Cailliau is an ex-employee of CERN and worked with Sir Tim Berners-Lee at the inception of the World Wide Web in the early 1990s.

Here is his take on the use of open source:

  • At that time [when we were creating the web] there were many different people thinking about this idea [the web] and ours was the one that took off. If we’d locked it up [ie: not used open source], those other people would have got in on the act.
  • I likened [the development] to a field of weeds rather than a strong forest. Because of the diversity [of people involved], it wasn’t possible to pick out the good contributions. After a short while you began to see who was competent and who was not competent.
  • A hierarchy of ideas and of people began to develop. This became the Consortium (in 1995) and the Consortium was a way of getting the web standards in place and of keeping them open.
  • How do you actually pay for your open systems? This is a problem. I saw a number of people who were very enthusiastic but then lost interest and became involved in something else. And you lost their ideas. Because there was no rigourous authoritarian structure to keep them.
  • We need a way in which people can make anonymous payments and end this vicious triangle of author/reader/advertiser.

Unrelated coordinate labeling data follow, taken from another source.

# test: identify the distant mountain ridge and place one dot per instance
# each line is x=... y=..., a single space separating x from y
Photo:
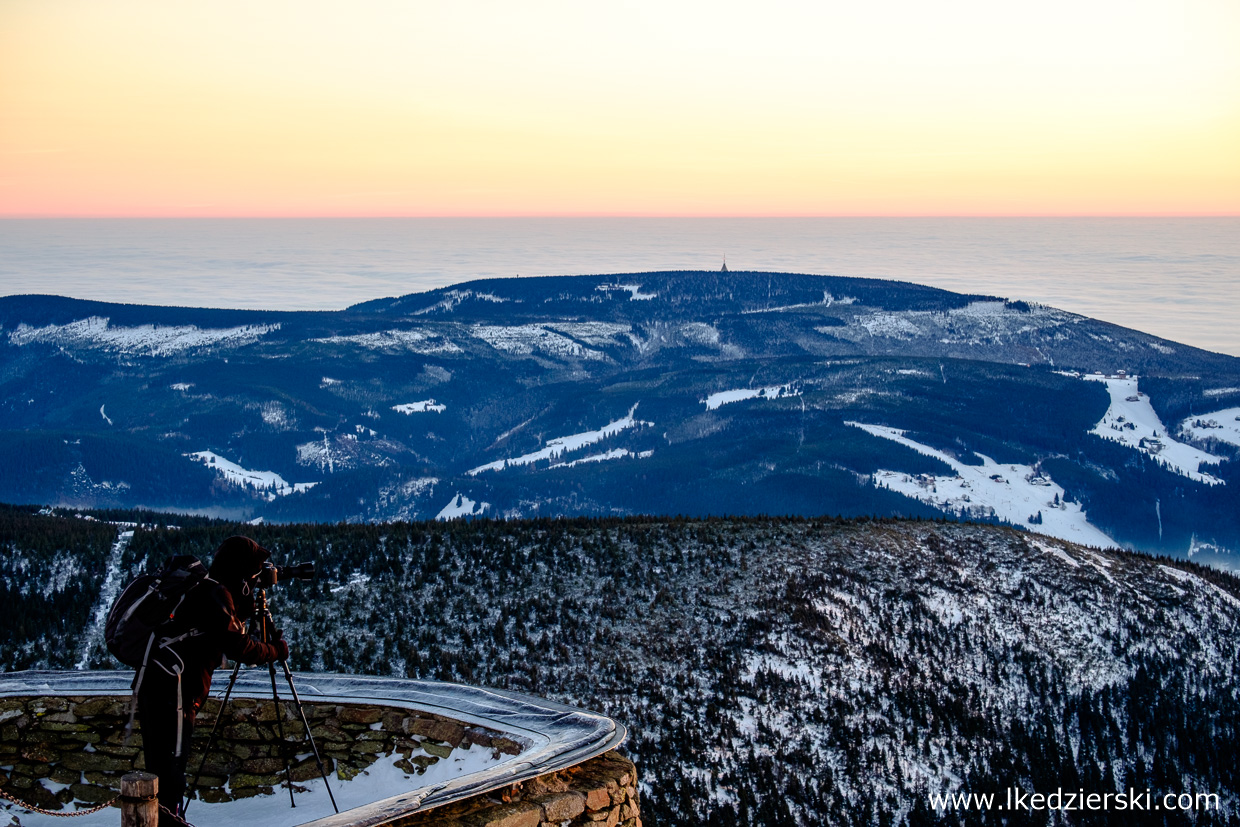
x=683 y=392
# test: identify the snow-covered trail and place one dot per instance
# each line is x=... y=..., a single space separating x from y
x=93 y=637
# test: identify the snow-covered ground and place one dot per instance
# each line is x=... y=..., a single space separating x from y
x=378 y=781
x=107 y=594
x=420 y=407
x=453 y=298
x=1223 y=425
x=614 y=454
x=593 y=332
x=738 y=394
x=1131 y=420
x=635 y=293
x=396 y=340
x=559 y=445
x=269 y=482
x=461 y=506
x=143 y=340
x=827 y=300
x=1011 y=492
x=525 y=340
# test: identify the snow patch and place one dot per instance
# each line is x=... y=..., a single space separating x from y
x=454 y=298
x=1199 y=585
x=635 y=293
x=827 y=300
x=614 y=454
x=525 y=340
x=1223 y=425
x=1131 y=420
x=419 y=407
x=143 y=340
x=268 y=482
x=1009 y=492
x=396 y=340
x=727 y=397
x=559 y=445
x=600 y=334
x=461 y=506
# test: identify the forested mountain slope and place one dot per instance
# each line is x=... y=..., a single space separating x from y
x=692 y=393
x=788 y=671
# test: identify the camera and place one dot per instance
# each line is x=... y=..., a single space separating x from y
x=273 y=574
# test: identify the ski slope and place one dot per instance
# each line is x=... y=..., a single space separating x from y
x=1017 y=494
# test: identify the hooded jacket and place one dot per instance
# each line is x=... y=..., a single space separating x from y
x=212 y=618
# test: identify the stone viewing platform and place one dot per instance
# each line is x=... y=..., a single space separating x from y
x=397 y=753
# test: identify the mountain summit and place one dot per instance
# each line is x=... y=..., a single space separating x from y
x=686 y=392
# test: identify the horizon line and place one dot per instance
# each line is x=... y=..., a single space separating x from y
x=600 y=215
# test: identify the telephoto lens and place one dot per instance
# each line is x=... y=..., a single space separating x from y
x=295 y=572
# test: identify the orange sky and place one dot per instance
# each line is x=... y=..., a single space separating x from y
x=425 y=108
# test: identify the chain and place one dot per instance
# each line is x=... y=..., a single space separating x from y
x=31 y=807
x=175 y=817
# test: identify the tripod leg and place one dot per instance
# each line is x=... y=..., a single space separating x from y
x=314 y=748
x=211 y=739
x=279 y=730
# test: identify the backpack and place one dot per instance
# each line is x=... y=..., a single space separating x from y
x=145 y=605
x=143 y=610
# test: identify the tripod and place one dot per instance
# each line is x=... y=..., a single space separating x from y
x=265 y=625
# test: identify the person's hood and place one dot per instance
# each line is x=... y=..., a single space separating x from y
x=237 y=561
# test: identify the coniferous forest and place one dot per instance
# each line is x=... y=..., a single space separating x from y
x=769 y=671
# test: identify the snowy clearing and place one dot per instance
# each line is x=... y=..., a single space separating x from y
x=523 y=340
x=599 y=334
x=268 y=482
x=143 y=340
x=396 y=340
x=420 y=407
x=635 y=293
x=1223 y=425
x=453 y=298
x=827 y=300
x=461 y=506
x=112 y=583
x=1200 y=585
x=614 y=454
x=1011 y=492
x=559 y=445
x=1131 y=420
x=727 y=397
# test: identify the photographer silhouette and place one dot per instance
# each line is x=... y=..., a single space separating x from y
x=207 y=625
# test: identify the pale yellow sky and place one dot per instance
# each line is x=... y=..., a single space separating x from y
x=427 y=108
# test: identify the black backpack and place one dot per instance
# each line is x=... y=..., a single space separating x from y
x=146 y=605
x=141 y=614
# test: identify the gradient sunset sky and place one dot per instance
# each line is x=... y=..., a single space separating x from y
x=428 y=108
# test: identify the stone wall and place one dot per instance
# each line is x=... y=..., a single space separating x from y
x=599 y=792
x=58 y=750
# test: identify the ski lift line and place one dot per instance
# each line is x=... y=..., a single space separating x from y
x=561 y=735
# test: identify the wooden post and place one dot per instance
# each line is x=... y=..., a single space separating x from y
x=139 y=807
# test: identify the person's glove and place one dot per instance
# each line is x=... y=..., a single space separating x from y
x=282 y=646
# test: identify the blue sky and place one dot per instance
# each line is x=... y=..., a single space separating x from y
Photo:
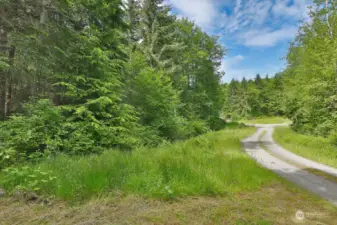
x=256 y=33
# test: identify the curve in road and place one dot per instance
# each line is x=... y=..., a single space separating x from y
x=314 y=183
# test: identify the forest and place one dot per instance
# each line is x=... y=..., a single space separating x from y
x=79 y=77
x=119 y=108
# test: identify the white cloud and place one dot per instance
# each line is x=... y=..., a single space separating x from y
x=203 y=12
x=266 y=37
x=229 y=62
x=229 y=67
x=298 y=10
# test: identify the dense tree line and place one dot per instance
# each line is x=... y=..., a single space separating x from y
x=311 y=93
x=79 y=76
x=254 y=98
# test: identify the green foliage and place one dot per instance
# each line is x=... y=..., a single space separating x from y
x=36 y=132
x=255 y=98
x=103 y=76
x=311 y=73
x=213 y=164
x=25 y=178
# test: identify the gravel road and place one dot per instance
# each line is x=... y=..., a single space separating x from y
x=289 y=165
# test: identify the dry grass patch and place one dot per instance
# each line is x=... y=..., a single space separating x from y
x=274 y=204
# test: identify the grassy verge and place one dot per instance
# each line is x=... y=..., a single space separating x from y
x=212 y=179
x=315 y=148
x=271 y=204
x=210 y=165
x=267 y=120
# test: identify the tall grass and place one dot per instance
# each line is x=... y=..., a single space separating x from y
x=266 y=120
x=212 y=164
x=315 y=148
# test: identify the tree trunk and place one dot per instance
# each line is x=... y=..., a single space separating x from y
x=3 y=76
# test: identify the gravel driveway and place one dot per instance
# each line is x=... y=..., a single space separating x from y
x=289 y=165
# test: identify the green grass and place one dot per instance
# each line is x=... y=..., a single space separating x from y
x=209 y=165
x=315 y=148
x=266 y=120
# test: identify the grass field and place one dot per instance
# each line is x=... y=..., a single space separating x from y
x=315 y=148
x=274 y=204
x=266 y=120
x=210 y=165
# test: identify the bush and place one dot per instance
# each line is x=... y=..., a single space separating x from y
x=27 y=136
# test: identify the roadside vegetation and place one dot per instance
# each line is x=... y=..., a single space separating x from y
x=318 y=149
x=266 y=120
x=269 y=205
x=209 y=165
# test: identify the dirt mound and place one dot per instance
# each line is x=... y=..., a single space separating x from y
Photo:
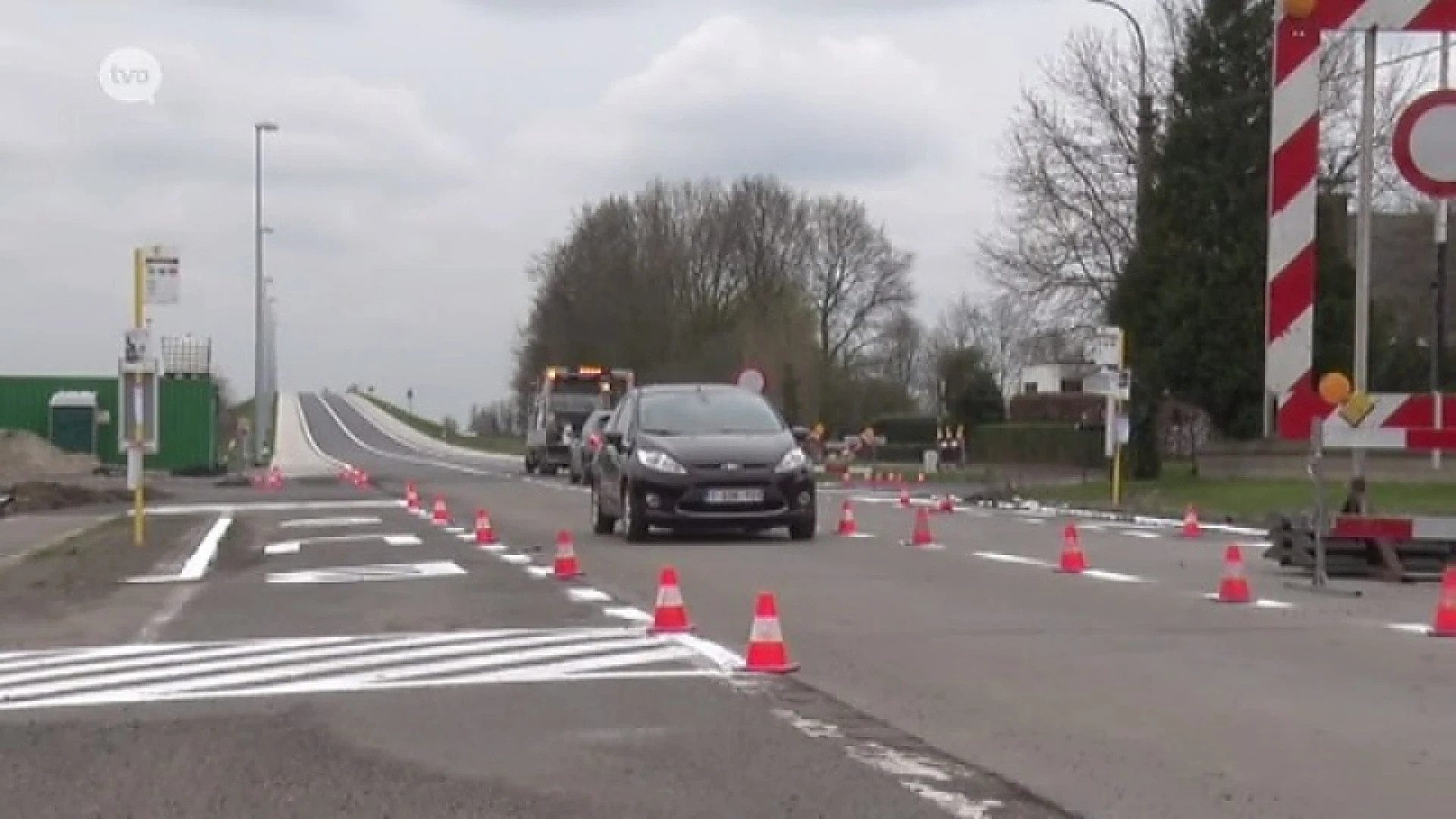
x=27 y=455
x=46 y=496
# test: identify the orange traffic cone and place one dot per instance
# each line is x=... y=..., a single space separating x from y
x=1191 y=523
x=1445 y=623
x=921 y=535
x=670 y=614
x=767 y=651
x=1235 y=585
x=566 y=564
x=484 y=532
x=1074 y=561
x=848 y=526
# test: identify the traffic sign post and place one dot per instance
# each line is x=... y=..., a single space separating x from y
x=1116 y=384
x=155 y=280
x=1424 y=146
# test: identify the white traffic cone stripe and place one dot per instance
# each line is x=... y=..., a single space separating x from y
x=766 y=630
x=669 y=596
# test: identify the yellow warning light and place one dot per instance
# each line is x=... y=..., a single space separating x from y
x=1299 y=9
x=1334 y=388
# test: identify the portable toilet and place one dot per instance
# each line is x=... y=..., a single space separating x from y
x=74 y=419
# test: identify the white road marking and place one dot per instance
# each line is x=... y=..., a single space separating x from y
x=369 y=573
x=1258 y=604
x=1019 y=560
x=626 y=613
x=256 y=668
x=294 y=547
x=1421 y=629
x=587 y=595
x=270 y=506
x=200 y=560
x=328 y=522
x=1111 y=576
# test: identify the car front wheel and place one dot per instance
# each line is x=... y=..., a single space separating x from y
x=634 y=526
x=601 y=523
x=802 y=529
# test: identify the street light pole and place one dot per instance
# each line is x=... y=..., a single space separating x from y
x=1145 y=121
x=1440 y=281
x=262 y=404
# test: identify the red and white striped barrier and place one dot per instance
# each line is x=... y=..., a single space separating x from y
x=1293 y=175
x=1394 y=528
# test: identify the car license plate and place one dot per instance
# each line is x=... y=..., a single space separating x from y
x=734 y=496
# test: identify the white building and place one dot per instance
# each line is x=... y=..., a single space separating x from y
x=1066 y=376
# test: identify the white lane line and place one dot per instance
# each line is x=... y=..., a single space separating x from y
x=626 y=613
x=419 y=460
x=587 y=595
x=1112 y=576
x=1420 y=629
x=328 y=522
x=200 y=560
x=1258 y=604
x=1018 y=560
x=268 y=506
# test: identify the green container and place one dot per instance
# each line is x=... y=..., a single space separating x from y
x=73 y=422
x=188 y=407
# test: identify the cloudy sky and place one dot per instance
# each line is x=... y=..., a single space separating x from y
x=428 y=148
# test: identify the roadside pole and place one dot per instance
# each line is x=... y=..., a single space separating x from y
x=136 y=457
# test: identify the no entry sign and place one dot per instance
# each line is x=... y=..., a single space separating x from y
x=1426 y=145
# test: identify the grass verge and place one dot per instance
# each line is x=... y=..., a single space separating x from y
x=1242 y=499
x=424 y=426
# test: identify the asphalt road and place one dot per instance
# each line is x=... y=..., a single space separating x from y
x=346 y=657
x=1120 y=694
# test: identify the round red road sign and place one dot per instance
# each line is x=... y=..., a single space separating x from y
x=750 y=378
x=1426 y=143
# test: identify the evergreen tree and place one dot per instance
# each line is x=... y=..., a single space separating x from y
x=1201 y=275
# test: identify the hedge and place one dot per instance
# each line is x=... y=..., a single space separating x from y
x=1041 y=445
x=1049 y=445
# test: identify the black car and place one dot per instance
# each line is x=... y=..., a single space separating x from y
x=584 y=447
x=702 y=457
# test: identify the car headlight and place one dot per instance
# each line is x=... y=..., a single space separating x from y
x=658 y=461
x=792 y=461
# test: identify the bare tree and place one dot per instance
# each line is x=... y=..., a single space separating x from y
x=691 y=280
x=856 y=279
x=1002 y=328
x=1071 y=165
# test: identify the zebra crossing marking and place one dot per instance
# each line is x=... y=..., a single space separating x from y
x=369 y=573
x=328 y=522
x=161 y=672
x=294 y=547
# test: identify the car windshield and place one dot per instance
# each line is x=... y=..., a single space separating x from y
x=708 y=411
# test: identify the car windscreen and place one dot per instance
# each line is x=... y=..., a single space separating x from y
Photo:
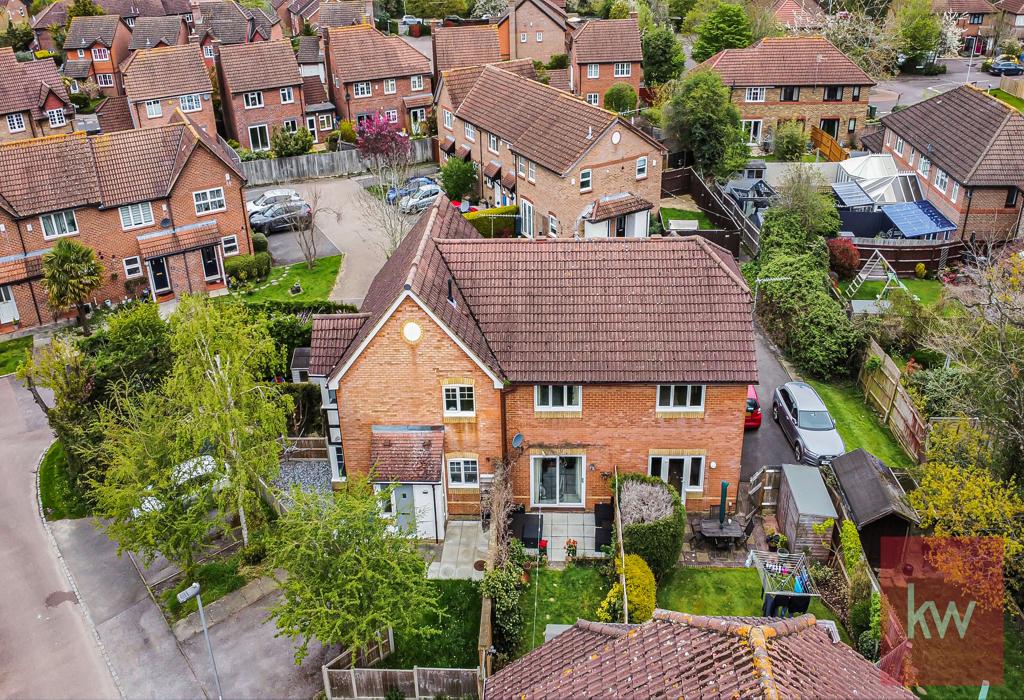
x=815 y=420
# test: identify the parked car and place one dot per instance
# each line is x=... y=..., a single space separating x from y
x=753 y=419
x=394 y=194
x=1006 y=68
x=420 y=200
x=270 y=198
x=806 y=424
x=283 y=217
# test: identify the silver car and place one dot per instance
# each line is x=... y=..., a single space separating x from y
x=806 y=423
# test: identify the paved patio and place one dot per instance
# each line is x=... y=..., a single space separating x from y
x=465 y=544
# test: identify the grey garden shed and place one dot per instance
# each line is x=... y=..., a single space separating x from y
x=803 y=502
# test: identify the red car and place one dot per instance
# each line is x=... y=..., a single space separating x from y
x=753 y=420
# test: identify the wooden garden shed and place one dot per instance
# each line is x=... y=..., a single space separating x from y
x=803 y=502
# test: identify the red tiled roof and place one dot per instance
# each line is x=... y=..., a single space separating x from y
x=787 y=60
x=407 y=453
x=691 y=656
x=259 y=66
x=607 y=41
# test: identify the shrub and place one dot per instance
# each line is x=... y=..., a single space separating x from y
x=844 y=258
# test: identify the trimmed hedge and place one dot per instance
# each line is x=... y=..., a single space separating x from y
x=660 y=542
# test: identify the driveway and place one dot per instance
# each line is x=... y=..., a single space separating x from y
x=46 y=647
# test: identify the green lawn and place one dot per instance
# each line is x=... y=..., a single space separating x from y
x=669 y=214
x=715 y=591
x=316 y=282
x=60 y=498
x=455 y=647
x=858 y=425
x=560 y=598
x=12 y=352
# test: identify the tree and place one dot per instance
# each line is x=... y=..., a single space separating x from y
x=621 y=97
x=726 y=27
x=707 y=123
x=220 y=353
x=458 y=178
x=663 y=55
x=350 y=574
x=71 y=274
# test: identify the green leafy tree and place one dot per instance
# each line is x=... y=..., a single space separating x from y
x=726 y=27
x=621 y=97
x=663 y=55
x=350 y=574
x=221 y=351
x=708 y=124
x=458 y=178
x=71 y=274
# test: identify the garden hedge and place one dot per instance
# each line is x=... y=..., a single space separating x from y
x=660 y=542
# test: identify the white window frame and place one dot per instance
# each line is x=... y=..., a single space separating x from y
x=135 y=215
x=674 y=391
x=458 y=466
x=564 y=390
x=204 y=199
x=460 y=393
x=133 y=267
x=58 y=220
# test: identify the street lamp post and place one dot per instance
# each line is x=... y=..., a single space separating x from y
x=184 y=596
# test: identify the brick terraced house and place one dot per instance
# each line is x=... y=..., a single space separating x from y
x=968 y=150
x=573 y=169
x=161 y=207
x=33 y=99
x=370 y=72
x=94 y=49
x=605 y=52
x=805 y=79
x=464 y=342
x=261 y=90
x=162 y=80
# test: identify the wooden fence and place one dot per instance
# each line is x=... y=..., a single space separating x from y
x=325 y=164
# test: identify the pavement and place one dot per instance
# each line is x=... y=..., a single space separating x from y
x=46 y=647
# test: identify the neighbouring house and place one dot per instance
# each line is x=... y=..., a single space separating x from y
x=482 y=340
x=161 y=207
x=94 y=49
x=260 y=91
x=602 y=53
x=33 y=99
x=162 y=80
x=680 y=655
x=572 y=169
x=154 y=32
x=370 y=72
x=465 y=46
x=978 y=19
x=966 y=148
x=534 y=29
x=797 y=78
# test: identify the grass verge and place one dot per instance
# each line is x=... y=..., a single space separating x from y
x=455 y=647
x=12 y=352
x=60 y=497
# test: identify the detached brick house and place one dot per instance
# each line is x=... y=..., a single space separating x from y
x=477 y=341
x=161 y=207
x=261 y=90
x=573 y=169
x=803 y=79
x=94 y=49
x=605 y=52
x=162 y=80
x=968 y=150
x=369 y=72
x=33 y=99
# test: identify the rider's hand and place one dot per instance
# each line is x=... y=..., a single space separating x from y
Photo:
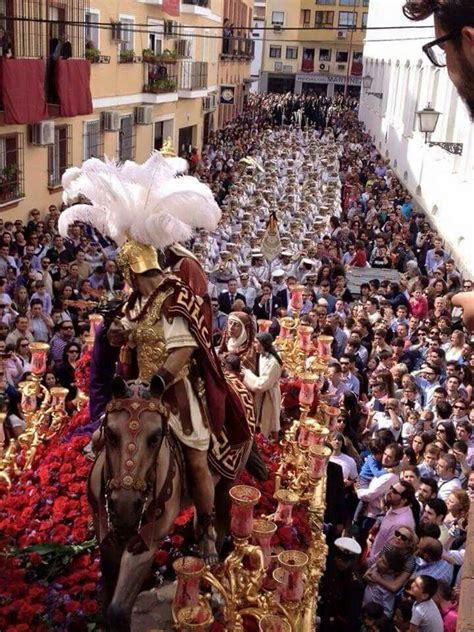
x=117 y=335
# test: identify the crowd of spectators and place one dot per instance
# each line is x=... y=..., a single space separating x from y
x=401 y=366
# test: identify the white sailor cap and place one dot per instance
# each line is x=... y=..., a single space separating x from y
x=278 y=273
x=348 y=545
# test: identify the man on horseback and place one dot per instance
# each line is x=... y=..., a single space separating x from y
x=167 y=354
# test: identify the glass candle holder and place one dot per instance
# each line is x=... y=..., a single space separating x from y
x=318 y=435
x=244 y=498
x=273 y=623
x=189 y=571
x=306 y=396
x=262 y=533
x=287 y=325
x=263 y=325
x=296 y=300
x=286 y=500
x=58 y=397
x=293 y=564
x=28 y=396
x=95 y=320
x=194 y=619
x=318 y=458
x=304 y=337
x=304 y=435
x=39 y=353
x=324 y=347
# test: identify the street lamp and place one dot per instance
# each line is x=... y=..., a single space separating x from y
x=367 y=83
x=428 y=119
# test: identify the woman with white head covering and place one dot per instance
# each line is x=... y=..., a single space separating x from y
x=265 y=384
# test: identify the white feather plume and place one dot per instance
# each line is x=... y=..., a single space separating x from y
x=145 y=201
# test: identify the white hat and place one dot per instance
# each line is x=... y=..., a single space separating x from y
x=278 y=273
x=348 y=545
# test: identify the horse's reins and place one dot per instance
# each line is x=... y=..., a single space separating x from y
x=127 y=480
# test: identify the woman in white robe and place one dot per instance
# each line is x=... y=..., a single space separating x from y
x=266 y=386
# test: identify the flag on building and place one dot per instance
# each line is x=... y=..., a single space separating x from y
x=171 y=7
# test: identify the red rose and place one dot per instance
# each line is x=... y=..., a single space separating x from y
x=35 y=558
x=90 y=607
x=161 y=557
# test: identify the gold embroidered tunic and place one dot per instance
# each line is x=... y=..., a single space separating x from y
x=155 y=337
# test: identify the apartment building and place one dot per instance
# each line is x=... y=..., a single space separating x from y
x=314 y=45
x=235 y=58
x=96 y=78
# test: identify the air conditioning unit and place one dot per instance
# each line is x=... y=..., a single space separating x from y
x=170 y=28
x=117 y=31
x=111 y=121
x=183 y=48
x=42 y=133
x=144 y=115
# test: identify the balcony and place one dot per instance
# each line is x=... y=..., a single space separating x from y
x=237 y=48
x=192 y=76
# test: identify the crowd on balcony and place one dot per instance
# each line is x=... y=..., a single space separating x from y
x=402 y=446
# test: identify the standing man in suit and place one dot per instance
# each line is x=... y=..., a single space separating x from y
x=227 y=297
x=113 y=282
x=266 y=304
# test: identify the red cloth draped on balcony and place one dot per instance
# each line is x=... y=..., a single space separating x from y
x=73 y=86
x=23 y=96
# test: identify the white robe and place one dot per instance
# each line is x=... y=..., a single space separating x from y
x=266 y=387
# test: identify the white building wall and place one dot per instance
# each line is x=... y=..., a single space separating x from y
x=441 y=184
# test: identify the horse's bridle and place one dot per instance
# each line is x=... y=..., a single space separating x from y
x=135 y=409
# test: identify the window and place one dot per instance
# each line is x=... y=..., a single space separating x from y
x=306 y=17
x=323 y=19
x=347 y=18
x=342 y=56
x=275 y=52
x=126 y=138
x=278 y=17
x=11 y=167
x=92 y=29
x=59 y=155
x=155 y=36
x=93 y=140
x=127 y=34
x=325 y=54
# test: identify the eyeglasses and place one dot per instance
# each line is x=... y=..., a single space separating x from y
x=401 y=536
x=435 y=52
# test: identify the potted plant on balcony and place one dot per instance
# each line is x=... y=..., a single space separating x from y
x=127 y=56
x=93 y=55
x=160 y=86
x=9 y=182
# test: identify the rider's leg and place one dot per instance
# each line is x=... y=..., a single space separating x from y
x=203 y=497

I asked Robert and the rest of the panel how they thought we could encourage businesses in general to use open source – not so much for software (where the case is proven) but for completely different products and services, the Goldcorp Mining example used by Don Tapscott, for instance?

Mark Birkbect (webBackplane): The open source ideas of trust and openness will work in business – but the business mindset is set against that. I believe businesses will open up eventually.

Ian Forrester (BBC Backstage): Read The Cluetrain Manifesto and also Reading The Cluetrain, the blog of Sarah Mines, a marketing woman at the BBC (who I convinced to write a blog about her changing perceptions as she read it).

Matt Webb (Schultz & Webb): The web is in danger of becoming polarised – on the one hand we’ve got people believing in freedom at all costs and on the other there are people who want to close everything down.

Robert: I’ve nothing to add.

Well it was late in the day and I guess everyone had their eye on tea and cake, but I was saddened I didn’t get the chance to corner Robert afterwards and press him on this!